Tutorial for making SuperPlots in Python. Here is some simple code to help make SuperPlots in Python using the Matplotlib, Pandas, Numpy, Scipy, and Seaborn packages. Dataset that can be renamed “combined.csv” is included in the supporting information.
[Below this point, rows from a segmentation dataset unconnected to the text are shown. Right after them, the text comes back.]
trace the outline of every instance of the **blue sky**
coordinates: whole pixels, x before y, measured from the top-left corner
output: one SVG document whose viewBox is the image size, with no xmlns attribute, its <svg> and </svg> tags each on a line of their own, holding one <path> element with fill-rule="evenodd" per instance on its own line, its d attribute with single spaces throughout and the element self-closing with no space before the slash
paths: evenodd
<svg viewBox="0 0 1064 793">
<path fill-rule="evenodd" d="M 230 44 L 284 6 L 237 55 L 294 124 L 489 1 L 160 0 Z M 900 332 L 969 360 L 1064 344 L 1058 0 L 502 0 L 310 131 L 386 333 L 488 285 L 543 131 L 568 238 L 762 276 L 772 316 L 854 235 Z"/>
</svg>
Lines separated by semicolons: combined = pd.read_csv("combined.csv"); sns.set(style="whitegrid"); ReplicateAverages = combined.groupby(['Treatment','Replicate'], as_index=False).agg({'Speed': "mean"}); ReplicateAvePivot = ReplicateAverages.pivot_table(columns='Treatment', values='Speed', index="Replicate"); statistic, pvalue = scipy.stats.ttest_rel(ReplicateAvePivot['Control'], ReplicateAvePivot['Drug']); P_value = str(float(round(pvalue, 3))); sns.swarmplot(x="Treatment", y="Speed", hue="Replicate", data=combined); ax = sns.swarmplot(x="Treatment", y="Speed", hue="Replicate", size=15, edgecolor="k", linewidth=2, data=ReplicateAverages); ax.legend_.remove(); x1, x2 = 0, 1; y, h, col = combined['Speed'].max() + 2, 2, 'k'; plt.plot([x1, x1, x2, x2], [y, y+h, y+h, y], lw=1.5, c=col); plt.text((x1+x2)*.5, y+h*2, "P = "+P_value, ha='center', va='bottom', color=col).